后来金泽告诉他,在逍遥卫的掩护下,她背起他杀出重围回到了城中。
她赌赢了,救了他的命。
他下山时,师父说他若入乱世命数难定,那时他甚至在想,是不是她破了他既定的命数。
因为她是个意外,若没有她他会死在桦树岭。
他以前从未将这谶言放在心上,可那段时日,看着她为他熬药,亲力亲为的照顾他,他头一回起了贪恋。
若是她真的破了他的命数就好了。
这样,他是不是就可以对未来多些设想和念想。
他没给逍遥卫冠以自己的姓,取名逍遥,是不想希望他们被他的命数牵连,也不愿自己有牵绊。

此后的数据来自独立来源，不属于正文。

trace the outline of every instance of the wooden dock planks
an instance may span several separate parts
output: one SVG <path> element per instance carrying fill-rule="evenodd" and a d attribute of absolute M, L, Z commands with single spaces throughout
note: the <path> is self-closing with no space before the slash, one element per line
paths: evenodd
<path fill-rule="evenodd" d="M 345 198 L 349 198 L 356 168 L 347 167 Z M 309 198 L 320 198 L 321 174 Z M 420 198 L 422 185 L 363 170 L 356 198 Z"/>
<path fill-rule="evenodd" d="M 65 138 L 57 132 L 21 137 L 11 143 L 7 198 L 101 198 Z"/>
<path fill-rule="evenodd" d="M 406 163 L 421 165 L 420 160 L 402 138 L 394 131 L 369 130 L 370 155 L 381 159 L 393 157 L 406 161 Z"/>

他一生遇到的红颜无数,每一位都是止乎于礼,应了那句万花丛中过片叶不沾身,只有他自己明白,他可能没有未来,何必在这世间多增羁绊。
直到遇见她。
初九。
他心中虽有过侥幸,但大局未定,他明白一切还是未知。
所以没到最后他还是选择将她推开。
可他没想到,她又赌上了自己的命来救他。
而这一次,她又赌赢了。
可他却输了。
所有来看过的医师都说,她已是弥留之际。
他绝望之后打来热水为她擦去血迹。
他看着那原本白嫩的肌肤已经爬上了皱纹,倾城之色也已苍老,可他还是觉得,她很好看,一如初见。
他后悔了。
他应该在救下她之后就将她送走,这样她就能安稳的活下去。
“柳公子,苏医师来了。”
柳羡风动作一滞,抬头望向苏翎霜。
苏翎霜疾步走进来便对上了柳羡风的眼神,那双向来风流不羁的眼中第一次带着祈求和无助,她听见他嗓音中极力抑制的哽咽:“救救她。”
柳羡风从来没有这样失态过。
那一瞬苏翎霜心中猛地划过一个念头,让她心慌不已。
她必须要救下初九。
否则
可她救不了。
初九的毒已入肺腑,神仙难救。
原本还可以维持些短暂时日,但她耗尽了内力,没了内力压制,五脏六腑被毒素疯狂侵蚀,保她十来日性命,已经是她能做到的极限。
她不忍的将事实告知柳羡风,可柳羡风没有歇斯底里,也没有崩溃,他只是平静的看着床榻上的人。
那些时日,所有人都觉得柳羡风如往日一样,但苏翎霜看得出,他的眼里已经没有了昔日的光。
初九醒来,不愿面对柳羡风。
他却装作什么也没发生一样,每日变着花样的哄她,每日去采来鲜花送她,初九大概意识到这是他们能相处的最后的时光了,在一日清晨,她不再逃避,接过了柳羡风的鲜花。
那十来日,在柳羡风的授意下院子里没有任何镜子,就连水缸都不再蓄水,
不知道是不是天意,心意互通接纳彼此后,他们刚刚好度过了九日的时光。
“初九,你不是说想看日出吗,我寻到一处观日出的好地方,今日带你去。”
最后一日,柳羡风给自己和初九换上了初九最喜欢的红色衣裳。
初九以前说她想看柳羡风穿红衣的样子。